尾崎紅葉『金色夜叉』

車は駛(は)せ、景は移り、境(さかひ)は転じ、客は改まれど、貫一は易(かは)らざる其の悒鬱(いふうつ)を抱きて、遣る方無き五時間の独(ひとり)に倦(う)み憊(つか)れつつ、始て西那須野の駅に下車せり。
直ちに西北に向ひて、今(いま)尚(なほ)茫々たる古(いにしへ)の那須野原(なすのがはら)に入(い)れば、天は濶(ひろ)く、地は遐(はるか)に、唯平蕪(へいぶ)の迷ひ、断雲の飛ぶのみにして、三里の坦途(たんと)、一帯の重巒(ちようらん)、塩原は其処ぞと見えて、行くほどに跡(みち)は窮(きはま)らず、漸く千本松を過ぎ、進みて関谷村に到れば、人家の尽(つく)る処に淙々(そうそう)の響(ひびき)有りて、之に架(かか)れるを入勝橋(にふしようけう)と為す。

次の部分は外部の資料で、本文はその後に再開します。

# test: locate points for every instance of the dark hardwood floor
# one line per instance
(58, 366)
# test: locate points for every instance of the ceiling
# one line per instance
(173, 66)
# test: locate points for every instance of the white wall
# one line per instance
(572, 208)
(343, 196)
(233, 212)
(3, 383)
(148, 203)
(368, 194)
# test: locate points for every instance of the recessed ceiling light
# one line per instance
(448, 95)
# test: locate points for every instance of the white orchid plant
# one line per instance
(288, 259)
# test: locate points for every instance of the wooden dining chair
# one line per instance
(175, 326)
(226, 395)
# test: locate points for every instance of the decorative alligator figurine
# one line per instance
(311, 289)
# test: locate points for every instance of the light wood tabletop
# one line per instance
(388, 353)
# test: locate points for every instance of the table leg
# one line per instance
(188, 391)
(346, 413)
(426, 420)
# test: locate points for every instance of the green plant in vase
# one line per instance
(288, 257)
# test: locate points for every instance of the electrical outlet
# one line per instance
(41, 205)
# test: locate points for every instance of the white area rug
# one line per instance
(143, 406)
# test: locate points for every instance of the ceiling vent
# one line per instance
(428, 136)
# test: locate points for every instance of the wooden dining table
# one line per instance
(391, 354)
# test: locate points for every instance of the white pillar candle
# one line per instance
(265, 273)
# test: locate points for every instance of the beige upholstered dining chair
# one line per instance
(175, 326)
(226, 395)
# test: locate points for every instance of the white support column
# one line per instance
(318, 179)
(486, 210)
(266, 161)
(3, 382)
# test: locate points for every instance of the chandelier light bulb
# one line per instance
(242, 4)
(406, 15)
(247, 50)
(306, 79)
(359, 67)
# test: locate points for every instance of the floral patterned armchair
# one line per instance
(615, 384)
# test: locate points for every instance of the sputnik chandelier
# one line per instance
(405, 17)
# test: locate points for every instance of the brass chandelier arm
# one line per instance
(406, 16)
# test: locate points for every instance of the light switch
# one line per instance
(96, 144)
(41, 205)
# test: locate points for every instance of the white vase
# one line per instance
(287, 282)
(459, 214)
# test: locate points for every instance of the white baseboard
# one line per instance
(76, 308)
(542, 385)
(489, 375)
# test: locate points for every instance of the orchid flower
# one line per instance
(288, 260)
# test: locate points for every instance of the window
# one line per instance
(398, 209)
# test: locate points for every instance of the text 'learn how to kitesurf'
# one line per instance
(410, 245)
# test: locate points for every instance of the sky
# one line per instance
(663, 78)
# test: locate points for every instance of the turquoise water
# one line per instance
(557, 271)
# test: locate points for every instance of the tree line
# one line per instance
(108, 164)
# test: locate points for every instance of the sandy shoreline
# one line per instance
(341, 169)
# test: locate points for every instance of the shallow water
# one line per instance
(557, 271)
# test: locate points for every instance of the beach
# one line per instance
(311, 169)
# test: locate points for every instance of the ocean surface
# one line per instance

輙(すなは)ち橋を渡りて僅(わづか)に行けば、日光冥(くら)く、山厚く畳み、嵐気(らんき)冷(ひややか)に壑(たに)深く陥りて、幾廻(いくめぐり)せる葛折(つづらをり)の、後(うしろ)には密樹に声々(せいせい)の鳥呼び、前には幽草歩々(ほほ)の花を発(ひら)き、逾(いよい)よ躋(のぼ)れば、遥(はるか)に木隠(こがくれ)の音のみ聞えし流の水上(みなかみ)は浅く露(あらは)れて、驚破(すは)や、斯(ここ)に空山(くうざん)の雷(いかづち)白光を放ちて頽(くづ)れ落ちたる乎(か)と凄(すさま)じかり。道の右は山を𠠇(き)りて長壁と成し、石(いし)幽(ゆう)に蘚(こけ)碧(あを)うして、幾条(いくすぢ)とも白糸を乱し懸けたる細瀑小瀑(ほそたきこたき)の珊々(さんさん)として濺(そそ)げるは、嶺上(れいじやう)の松の調(しらべ)も、定(さだめ)て此(この)緒(を)よりやと見捨て難し。
俥(くるま)を駆りて白羽坂を踰(こ)えてより、回顧橋(みかへりばし)に三十尺の飛瀑を蹻(ふ)みて、山中の景は始て奇なり。之より行きて道有れば水有り、水有れば必ず橋有り、全渓にして三十橋(さんじツけう)。山有れば巌(いは)有り、巌有れば必ず瀑(たき)有り、全嶺にして七十瀑(しちじふばく)。地有れば泉有り、泉有れば必ず熱有り、全村にして四十五湯(しじふごたう)。猶数ふれば十二勝(しよう)、十六名所、七不思議、誰(たれ)か一々探り得べき。
抑(そもそ)も塩原の地形たる、塩谷郡(しほやごほり)の南より群峯(ぐんぽう)の間を分けて深く西北に入(い)り、綿々として箒川(ははきがは)の流(ながれ)に沂(さかのぼ)る片岨(かたそば)の、四里(より)に岐(わか)れ、十一里に亘りて、到る処巉巌(ざんがん)の水を夾(はさ)まざる無きは、宛然(さながら)青銅の薬研(やげん)に瑠璃末(るりまつ)を砕くに似たり。
先づ大網(おほあみ)の湯を過(すぐ)れば、根本山(ねもとやま)、魚止滝(うをどめのたき)、児ヶ淵(ちごがふち)、左靭(ひだりうつぼ)の険は古(ふ)りて、白雲洞(はくうんどう)は朗(ほがらか)に、布滝、竜ヶ鼻、材木石(いし)、五色石(ごしきせき)、船岩(ふないは)なんどと眺(ながめ)行けば、鳥井戸、前山(まへやま)の翠(みどり)衣(ころも)に染みて、福渡(ふくわた)の里に入(い)るなり。
途(みち)すがら前面(むかひ)の崖の処々(ところどころ)に躑躅(つつじ)の残り、山藤の懸(かか)れるが、甚だ興有りと目(め)留まれば、又此辺(このあたり)殊に谿(たに)浅く、水澄みて、大いなる古鏡(こきやう)の沈める如く、深く蔽へる岸樹(がんじゆ)は陰々として眠るに似たり。貫一は覚えず踏止(ふみとどま)りぬ。